Conditions for skiing in Wengen in those days were primitive. Our primary task was to co-operate with the Kurverein in opening up gates and fences to permit a continuous run from Scheidegg to Wengen, and to convince the local land-owners that there was need for something more than a luge run.

We laid a firm foundation; we had some arguments with the farmers and with the Kurverein, but these did not go unresolved and our facilities quickly improved as more and more English visitors came to Wengen to ski. My recollection in those days is of G. C. Dobbs and his family, and then of Vivian Caulfeild who started the idea of teaching beginners to ski and to explore the slopes. The Swiss ski-schools were quick to take up these enterprises and to standardise their methods under Christian Rubi. Much has been written of the actual episode which sparked off the formation of the Club, as a humorous support for the team of Downhill racers which was taking on a similar team from Murren entitled the Kandahar. These arrived by train wearing badges and, to maintain the morale of our team, Ken Foster drew a comic figure on small pieces of paper which were pinned to our team’s coats but not surprisingly were not able to assure our victory. 

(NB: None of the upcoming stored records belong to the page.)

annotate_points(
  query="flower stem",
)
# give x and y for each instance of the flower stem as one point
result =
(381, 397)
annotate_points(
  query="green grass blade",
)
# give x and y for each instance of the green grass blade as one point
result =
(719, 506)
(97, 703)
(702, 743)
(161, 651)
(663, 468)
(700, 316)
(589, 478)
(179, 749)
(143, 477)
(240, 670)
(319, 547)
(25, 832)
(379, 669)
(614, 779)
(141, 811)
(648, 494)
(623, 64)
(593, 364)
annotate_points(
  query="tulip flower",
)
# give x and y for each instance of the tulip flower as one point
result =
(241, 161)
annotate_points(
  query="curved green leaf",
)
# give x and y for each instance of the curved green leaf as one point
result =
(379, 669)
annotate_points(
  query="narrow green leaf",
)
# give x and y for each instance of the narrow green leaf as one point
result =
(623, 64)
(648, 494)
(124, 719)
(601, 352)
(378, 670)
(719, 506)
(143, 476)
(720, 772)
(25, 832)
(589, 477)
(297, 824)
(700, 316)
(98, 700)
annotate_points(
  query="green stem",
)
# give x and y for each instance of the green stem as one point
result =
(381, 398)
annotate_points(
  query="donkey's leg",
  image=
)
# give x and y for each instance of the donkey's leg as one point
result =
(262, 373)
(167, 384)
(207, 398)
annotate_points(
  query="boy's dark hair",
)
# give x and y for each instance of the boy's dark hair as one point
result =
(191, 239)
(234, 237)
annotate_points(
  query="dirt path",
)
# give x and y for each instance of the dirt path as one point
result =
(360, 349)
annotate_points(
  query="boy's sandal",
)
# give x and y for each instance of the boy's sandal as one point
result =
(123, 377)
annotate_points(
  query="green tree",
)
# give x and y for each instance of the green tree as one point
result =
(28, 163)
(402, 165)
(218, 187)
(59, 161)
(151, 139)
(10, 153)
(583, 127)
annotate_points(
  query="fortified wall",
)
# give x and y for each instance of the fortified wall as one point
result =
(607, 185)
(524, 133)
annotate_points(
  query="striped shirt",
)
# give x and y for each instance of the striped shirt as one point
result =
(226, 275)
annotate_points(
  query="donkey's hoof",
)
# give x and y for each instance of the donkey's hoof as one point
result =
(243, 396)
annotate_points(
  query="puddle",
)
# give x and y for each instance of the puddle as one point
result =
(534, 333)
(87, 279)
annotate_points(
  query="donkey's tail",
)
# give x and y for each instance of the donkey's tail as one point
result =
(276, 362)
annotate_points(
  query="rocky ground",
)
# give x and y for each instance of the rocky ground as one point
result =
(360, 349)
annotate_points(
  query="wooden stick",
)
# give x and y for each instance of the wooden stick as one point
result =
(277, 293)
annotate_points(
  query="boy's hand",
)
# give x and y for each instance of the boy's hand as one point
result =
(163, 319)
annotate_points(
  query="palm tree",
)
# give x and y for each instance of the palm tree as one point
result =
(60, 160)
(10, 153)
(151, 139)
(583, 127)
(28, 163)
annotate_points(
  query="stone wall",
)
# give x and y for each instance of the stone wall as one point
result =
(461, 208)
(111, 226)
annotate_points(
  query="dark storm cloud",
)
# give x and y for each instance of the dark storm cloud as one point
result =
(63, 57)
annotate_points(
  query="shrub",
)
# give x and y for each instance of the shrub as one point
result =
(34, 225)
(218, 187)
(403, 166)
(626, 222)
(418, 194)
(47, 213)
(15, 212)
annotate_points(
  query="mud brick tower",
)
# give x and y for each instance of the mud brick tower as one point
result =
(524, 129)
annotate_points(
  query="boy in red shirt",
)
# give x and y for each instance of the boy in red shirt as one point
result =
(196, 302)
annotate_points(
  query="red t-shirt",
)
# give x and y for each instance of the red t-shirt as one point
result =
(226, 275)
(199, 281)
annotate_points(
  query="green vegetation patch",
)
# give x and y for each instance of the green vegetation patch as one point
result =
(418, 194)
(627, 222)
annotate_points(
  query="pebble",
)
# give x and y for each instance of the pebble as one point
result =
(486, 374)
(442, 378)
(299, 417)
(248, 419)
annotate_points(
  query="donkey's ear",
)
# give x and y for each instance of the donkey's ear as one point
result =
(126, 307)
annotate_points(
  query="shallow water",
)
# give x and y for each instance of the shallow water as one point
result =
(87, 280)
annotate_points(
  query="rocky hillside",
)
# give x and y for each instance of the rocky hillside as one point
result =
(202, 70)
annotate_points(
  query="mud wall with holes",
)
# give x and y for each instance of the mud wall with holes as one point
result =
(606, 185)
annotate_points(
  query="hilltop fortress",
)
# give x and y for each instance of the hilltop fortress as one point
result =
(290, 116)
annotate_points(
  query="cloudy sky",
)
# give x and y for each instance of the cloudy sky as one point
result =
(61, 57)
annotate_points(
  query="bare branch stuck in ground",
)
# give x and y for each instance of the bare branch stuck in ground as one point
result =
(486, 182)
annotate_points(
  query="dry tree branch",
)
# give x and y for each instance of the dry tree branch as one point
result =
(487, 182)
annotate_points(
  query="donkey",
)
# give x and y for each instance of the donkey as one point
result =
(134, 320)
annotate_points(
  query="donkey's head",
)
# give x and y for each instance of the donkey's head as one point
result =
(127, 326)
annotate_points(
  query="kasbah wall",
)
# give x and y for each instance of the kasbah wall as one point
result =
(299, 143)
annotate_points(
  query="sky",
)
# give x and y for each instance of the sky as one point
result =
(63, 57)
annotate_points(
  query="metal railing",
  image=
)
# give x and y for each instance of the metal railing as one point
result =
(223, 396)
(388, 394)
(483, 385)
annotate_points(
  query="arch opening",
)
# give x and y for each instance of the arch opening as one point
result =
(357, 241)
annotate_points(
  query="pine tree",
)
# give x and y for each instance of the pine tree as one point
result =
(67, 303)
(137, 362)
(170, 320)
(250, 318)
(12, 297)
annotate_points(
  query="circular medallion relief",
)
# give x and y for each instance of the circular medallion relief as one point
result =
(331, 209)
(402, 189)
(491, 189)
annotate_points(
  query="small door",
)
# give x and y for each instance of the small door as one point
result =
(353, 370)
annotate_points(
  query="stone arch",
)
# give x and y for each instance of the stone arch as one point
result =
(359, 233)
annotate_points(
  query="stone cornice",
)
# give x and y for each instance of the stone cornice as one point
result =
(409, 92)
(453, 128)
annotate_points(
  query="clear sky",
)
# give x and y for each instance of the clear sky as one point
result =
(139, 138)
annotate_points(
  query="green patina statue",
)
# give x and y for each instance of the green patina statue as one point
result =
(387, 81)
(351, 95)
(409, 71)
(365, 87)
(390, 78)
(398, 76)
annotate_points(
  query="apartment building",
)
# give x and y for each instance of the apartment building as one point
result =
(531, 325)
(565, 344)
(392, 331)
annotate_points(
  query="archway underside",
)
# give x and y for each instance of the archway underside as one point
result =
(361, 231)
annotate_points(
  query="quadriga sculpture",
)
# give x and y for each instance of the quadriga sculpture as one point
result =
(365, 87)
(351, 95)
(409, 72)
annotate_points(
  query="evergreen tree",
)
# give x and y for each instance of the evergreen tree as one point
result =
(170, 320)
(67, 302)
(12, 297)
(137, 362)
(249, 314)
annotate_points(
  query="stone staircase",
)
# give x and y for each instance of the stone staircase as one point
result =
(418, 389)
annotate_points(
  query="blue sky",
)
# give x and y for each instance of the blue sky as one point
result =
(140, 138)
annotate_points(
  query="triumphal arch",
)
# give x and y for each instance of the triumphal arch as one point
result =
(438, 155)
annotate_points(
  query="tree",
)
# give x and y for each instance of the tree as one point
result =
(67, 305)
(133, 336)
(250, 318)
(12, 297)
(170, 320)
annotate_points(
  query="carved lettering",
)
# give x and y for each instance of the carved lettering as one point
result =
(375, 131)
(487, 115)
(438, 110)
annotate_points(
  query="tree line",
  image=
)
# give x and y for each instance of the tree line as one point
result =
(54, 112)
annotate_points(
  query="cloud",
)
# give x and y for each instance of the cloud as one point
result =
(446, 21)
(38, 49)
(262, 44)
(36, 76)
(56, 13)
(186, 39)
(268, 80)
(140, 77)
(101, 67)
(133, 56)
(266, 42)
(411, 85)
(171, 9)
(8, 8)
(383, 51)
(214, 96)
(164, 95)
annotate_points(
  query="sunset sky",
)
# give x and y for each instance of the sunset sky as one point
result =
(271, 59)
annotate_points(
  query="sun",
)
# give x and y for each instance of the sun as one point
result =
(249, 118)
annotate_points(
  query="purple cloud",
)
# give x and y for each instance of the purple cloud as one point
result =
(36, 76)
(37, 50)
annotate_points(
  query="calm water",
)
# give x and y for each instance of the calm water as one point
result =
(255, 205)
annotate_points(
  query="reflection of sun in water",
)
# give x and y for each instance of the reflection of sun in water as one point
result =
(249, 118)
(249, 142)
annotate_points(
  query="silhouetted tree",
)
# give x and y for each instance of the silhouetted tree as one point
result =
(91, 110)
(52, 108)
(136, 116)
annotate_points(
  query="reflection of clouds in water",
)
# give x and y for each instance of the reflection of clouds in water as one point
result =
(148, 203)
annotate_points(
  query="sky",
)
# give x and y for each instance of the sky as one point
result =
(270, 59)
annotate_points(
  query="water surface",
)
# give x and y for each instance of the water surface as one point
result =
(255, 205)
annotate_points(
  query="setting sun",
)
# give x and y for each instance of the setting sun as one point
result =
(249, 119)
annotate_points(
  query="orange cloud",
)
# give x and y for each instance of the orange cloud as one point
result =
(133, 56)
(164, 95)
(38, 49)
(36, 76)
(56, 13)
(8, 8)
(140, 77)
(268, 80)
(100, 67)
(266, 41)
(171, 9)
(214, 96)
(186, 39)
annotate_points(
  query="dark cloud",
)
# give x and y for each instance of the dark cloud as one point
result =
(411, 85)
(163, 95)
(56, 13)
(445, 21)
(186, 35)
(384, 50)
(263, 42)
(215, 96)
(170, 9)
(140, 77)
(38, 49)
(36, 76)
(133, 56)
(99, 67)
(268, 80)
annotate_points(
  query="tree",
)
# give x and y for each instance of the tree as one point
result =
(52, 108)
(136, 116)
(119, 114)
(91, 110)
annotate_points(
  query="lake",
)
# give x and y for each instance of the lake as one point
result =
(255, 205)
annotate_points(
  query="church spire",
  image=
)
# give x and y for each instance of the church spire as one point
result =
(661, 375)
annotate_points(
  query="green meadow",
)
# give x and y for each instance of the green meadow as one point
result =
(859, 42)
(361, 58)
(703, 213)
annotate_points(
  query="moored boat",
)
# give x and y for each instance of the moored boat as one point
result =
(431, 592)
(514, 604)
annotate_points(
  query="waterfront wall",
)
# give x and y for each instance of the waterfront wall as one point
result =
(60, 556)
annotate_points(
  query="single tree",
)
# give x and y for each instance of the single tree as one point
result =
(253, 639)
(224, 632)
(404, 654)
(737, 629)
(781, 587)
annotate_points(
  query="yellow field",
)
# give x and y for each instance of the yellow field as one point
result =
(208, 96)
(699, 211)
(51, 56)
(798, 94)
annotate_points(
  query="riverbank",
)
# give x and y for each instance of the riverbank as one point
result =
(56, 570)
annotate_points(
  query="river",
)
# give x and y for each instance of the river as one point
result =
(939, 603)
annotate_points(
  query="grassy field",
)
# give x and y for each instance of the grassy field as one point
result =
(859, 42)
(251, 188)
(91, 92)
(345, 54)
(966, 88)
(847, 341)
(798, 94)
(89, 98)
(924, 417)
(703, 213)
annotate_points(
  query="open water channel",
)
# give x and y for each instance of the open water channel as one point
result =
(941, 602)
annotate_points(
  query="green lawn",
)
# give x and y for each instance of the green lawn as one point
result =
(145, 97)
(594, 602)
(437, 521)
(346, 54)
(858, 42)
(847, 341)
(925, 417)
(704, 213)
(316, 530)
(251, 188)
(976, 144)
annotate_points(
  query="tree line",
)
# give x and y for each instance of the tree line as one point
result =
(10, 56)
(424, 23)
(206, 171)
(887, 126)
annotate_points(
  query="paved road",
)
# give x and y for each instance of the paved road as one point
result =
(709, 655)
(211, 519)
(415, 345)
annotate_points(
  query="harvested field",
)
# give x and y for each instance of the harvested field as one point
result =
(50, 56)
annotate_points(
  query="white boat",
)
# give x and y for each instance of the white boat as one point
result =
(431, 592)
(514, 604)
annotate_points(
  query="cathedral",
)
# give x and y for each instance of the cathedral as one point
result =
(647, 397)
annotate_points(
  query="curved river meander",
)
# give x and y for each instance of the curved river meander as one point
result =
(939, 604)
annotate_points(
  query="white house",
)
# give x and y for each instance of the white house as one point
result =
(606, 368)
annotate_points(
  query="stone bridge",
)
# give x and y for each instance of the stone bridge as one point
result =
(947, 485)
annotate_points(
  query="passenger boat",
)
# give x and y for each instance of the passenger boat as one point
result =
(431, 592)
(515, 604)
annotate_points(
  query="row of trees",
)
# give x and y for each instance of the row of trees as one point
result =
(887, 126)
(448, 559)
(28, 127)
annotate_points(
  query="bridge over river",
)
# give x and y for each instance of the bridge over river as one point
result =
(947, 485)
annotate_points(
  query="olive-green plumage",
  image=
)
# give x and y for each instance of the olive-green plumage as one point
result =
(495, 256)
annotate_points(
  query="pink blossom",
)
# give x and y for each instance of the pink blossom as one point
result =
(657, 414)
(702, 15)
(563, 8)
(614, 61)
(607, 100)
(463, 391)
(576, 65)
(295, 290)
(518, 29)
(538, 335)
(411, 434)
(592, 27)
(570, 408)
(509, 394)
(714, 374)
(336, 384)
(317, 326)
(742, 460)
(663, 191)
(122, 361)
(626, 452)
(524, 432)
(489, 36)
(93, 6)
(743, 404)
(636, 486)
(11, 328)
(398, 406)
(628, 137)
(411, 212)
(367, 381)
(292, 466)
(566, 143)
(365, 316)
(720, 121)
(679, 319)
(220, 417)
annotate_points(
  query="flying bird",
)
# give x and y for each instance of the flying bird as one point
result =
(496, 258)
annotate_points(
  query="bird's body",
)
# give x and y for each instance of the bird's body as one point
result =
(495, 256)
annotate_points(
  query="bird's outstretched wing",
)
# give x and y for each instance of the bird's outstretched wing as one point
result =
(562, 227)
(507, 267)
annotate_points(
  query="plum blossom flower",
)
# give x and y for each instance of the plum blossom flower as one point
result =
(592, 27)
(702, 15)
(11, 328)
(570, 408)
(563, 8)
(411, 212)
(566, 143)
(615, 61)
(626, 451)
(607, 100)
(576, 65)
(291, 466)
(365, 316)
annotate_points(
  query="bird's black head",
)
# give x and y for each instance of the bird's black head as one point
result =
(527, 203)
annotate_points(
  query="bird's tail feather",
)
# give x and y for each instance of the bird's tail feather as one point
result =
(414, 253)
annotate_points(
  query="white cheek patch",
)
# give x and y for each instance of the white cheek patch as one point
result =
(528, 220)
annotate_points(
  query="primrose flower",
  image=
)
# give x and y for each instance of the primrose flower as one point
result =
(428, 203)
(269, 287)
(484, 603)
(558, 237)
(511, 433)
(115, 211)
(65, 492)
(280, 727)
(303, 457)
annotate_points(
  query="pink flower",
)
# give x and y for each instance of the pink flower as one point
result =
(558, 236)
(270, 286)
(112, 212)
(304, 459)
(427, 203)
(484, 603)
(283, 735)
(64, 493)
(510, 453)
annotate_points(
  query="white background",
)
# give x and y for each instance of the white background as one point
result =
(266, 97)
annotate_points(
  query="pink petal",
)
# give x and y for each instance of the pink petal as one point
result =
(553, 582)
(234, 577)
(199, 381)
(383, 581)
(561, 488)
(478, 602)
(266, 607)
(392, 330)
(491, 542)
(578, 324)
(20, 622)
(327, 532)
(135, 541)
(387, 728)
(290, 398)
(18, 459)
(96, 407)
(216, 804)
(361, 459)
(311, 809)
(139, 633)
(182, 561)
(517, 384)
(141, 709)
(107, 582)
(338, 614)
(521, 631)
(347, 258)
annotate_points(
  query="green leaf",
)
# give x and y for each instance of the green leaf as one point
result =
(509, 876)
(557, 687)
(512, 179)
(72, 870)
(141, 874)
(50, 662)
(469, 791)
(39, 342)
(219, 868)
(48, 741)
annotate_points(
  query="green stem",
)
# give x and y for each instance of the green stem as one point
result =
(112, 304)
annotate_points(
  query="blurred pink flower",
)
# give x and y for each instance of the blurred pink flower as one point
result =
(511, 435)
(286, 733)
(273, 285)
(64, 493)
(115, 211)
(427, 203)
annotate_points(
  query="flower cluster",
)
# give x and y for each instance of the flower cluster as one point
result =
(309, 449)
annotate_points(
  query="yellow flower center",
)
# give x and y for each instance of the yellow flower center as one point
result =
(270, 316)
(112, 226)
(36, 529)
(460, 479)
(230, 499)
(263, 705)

The Club thenceforth set to, to raise an equally decorated team which in a few years would prove themselves winners. Our personal efforts in those first days were always given wholehearted support by Fritz Borter who was at about that time, taking-over the management of the Palace Hotel from his father. I have always been convinced that without this encouragement in those early days, the Club would never have prospered or been enabled to achieve the basic opening up of the ski runs from the top of the W.A.B. railway. Indeed, I am sure that if I were able now to take a run down from Scheidegg I should find it difficult to trace our old landmarks.

It has been a great satisfaction to me as a Founder to see the old names of my friends of those days still appearing in the lists of members, showing that sons and daughters are carrying on the job we started and contributing to the continued success of the Club.’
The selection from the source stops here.